The waiter brought their hot chocolates, giant steaming mugs, loaded with Reddi-Wip.
“Can we talk about love now?” Jenny asked tremulously. She glanced around the crowded room. If she was lucky, Leo might even show up so she could show him off.
“No!” Serena and Blair cried in unison. They’d specifically brought the group to Jackson Hole so they wouldn’t have to talk about boys, food, parents, school, anything. All they wanted was to sip their hot chocolates and enjoy each other’s company.
Suddenly a hush fell over the restaurant as Chuck Bass waltzed in wearing a fox fur hat and a baby blue pea coat, his monogrammed pinky ring flashing as he passed out pink flyers to everyone inside.
“Be there or be square!” he shouted, drifting out the door in a cloud of Serena’s Tears just as suddenly as he had come in.
The flyer was an invitation to a party on Monday night, and within seconds the entire restaurant was positively humming.
“Are you going?”
“Wait. Do you think it’s really Chuck’s coming out party?
“No. It’s his birthday. Can’t you read?”
“But we went to nursery school together. His birthday is in September. It’s not even his party. It’s some girl’s. He’s just handing out the flyers.”
“I still think he’s bi. I saw him with a girl from L’École Française on Saturday, and they were practically doing it.”
“Who was that guy anyway?” Cassie Inwirth whined.

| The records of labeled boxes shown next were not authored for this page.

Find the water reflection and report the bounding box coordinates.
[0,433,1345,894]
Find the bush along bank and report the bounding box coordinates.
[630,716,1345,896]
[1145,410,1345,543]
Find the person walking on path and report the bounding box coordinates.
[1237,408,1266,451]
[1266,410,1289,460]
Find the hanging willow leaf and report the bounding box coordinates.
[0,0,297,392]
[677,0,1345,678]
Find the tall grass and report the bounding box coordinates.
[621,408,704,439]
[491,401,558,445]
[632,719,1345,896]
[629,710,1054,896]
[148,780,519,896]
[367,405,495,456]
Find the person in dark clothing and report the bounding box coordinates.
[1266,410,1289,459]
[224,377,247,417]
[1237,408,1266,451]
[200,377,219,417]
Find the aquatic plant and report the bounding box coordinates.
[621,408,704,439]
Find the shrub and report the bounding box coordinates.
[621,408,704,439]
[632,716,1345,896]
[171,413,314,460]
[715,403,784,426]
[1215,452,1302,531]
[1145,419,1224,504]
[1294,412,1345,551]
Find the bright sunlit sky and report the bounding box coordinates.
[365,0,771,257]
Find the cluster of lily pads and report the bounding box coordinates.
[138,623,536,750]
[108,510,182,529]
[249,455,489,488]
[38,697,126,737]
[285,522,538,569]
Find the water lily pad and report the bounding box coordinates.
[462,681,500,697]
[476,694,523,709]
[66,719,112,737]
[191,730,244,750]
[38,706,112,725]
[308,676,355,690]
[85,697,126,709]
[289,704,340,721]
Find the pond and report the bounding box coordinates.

“You know that site www.gossipgirl.net? Well, I think that’s him!” Mary Goldberg announced.
“You think Gossip Girl is a he?” Vicky Reinerson countered.

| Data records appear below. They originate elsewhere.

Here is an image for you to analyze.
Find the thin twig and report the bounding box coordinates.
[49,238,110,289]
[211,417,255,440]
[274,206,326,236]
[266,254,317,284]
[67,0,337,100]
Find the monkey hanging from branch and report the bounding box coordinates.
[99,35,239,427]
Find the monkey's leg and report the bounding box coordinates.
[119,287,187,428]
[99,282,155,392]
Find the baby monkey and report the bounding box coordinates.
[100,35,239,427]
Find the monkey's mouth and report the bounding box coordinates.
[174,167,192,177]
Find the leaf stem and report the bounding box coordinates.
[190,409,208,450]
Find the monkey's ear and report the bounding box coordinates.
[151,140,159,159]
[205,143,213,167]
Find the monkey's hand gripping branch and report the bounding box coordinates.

“No way!” Serena and Blair cried.
You never know.
Disclaimer: All the real names of places, people, and events have been altered or abbreviated to protect the innocent. Namely, me.
hey people!
Not that I’m greedy or anything
By now you’ve all seen the flyer inviting everyone to my party Monday night. And if you haven’t, where have you been—hiding under a rock? Please don
’t bother to turn up unless you bring one of the following:
A caramel toy poodle puppy
As many bottles of Serena’s Tears as you can scrape up. I know there’s a waiting list, but I’m addicted!
First-class tickets to Cannes this May
Diamonds
A fantastic sense of humor
Every gorgeous boy in your address book
Sightings
N and his über-rich, pale new girlfriend on a carriage ride in Central Park. Guess she got a day pass from rehab for good behavior. S and B in the Les Best boutique getting fitted for his entire fall line. V delivering a manila envelope to the drama department at Riverside Prep. You don’t think she actually turned in that film to D’s drama teacher do you? Now that’s dedication! D and that crazy poetess shouting non-sequiturs out the window of her Chinatown studio. Little J and her new beau checking out tattoos in Stink, an East Village tattoo parlor. Let’s pray they were only browsing.
As for those burning questions . . .
Will N and his misbehaving heiress remain a bona fide item?
Will Bever get over N? Will she grow out her hair? And—thank God the answer is just around the corner—will she get into Yale??
Will S and B remain friends . . . at least until graduation?
Will S become a vapid, redundant, celery-eating, supermodel? Will she ever stay with one guy for more than five minutes?
Will J and her new boy live happily ever after? Will her new best friend try to break them up?
Will V ever even look at D again?
Will D keep hanging out with that yellow-toothed poetess? Will his teeth turn yellow in the process? Will he actually write a memoir?
Will the rest of us get into college? More importantly, will we all graduate?